Shamsud-Din spent over 40 years teaching art and black studies at various institutions around Portland–including at public schools, PSU and Pacific Northwest College of Art–retiring in 2006.

He was also one of the artists behind what was then the state’s largest mural project at the time, the Albina Mural Project. It hung from 1978 until 1983 on the exterior walls of the Albina Human Resource Center in the heart of North Portland’s Albina neighborhood and depicts key transition periods of African American history in the northwest and abroad. It was removed by the artists due to deterioration from rain, PSU’s website stated, where a documentary film of the project can also be found.

On June 19, 2019–a holiday known as Juneteenth in which many African Americans across the country celebrate emancipation–Shamsud-Din was honored by Portland City Hall proclaiming it “Isaka Shamsud-Din Day.”

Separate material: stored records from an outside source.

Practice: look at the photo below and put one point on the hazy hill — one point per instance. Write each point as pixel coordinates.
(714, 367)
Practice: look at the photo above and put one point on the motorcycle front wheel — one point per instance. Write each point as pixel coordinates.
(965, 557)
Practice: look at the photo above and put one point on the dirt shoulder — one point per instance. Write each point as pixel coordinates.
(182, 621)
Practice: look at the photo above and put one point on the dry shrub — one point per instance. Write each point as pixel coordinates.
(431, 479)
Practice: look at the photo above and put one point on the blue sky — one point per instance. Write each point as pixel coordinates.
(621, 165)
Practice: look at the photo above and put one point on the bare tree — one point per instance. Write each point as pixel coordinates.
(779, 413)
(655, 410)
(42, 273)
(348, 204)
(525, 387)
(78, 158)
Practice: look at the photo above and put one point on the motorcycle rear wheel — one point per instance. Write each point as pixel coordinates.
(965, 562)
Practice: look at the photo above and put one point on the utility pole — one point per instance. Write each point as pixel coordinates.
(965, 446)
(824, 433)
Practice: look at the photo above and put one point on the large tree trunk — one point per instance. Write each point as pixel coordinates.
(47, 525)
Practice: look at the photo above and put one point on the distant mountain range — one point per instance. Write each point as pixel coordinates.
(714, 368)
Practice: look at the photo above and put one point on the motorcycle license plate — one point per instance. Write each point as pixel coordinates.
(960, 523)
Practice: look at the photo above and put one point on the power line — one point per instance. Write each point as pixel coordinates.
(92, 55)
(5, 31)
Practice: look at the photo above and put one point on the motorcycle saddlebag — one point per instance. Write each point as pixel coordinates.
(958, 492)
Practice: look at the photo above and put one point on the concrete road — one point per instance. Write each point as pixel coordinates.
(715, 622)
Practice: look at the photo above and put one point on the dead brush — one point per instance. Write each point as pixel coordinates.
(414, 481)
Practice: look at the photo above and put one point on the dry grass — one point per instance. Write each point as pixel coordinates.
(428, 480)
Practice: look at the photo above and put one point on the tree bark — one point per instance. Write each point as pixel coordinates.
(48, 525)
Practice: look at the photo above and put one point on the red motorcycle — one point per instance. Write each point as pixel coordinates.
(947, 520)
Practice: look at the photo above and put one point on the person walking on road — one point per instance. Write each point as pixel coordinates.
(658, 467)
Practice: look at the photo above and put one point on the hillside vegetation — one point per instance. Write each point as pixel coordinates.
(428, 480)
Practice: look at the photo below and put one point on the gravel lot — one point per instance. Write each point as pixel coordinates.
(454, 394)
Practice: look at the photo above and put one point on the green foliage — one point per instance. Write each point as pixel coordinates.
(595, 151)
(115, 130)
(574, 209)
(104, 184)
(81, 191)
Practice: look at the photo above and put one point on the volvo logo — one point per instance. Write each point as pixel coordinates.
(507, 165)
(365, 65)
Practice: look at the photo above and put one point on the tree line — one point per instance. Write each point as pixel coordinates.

A 19-month Juneteenth Calendar that reproduces many of Shamsud-Din’s paintings is currently available through his website. The 2019-2020 calendar was made possible with sponsors from local art patron and philanthropist Arlene Schnitzer, Teressa Raiford of the social justice group Don’t Shoot Portland and two PNCA professors, Victor Maldonado and Matt Letzelter, among others.

A Juneteenth Calendar celebrates the history and culture of people form the African diaspora featuring Shamsud-Din’s art and available through his website. January 17, 2020 (Isaka Shamsud-Din).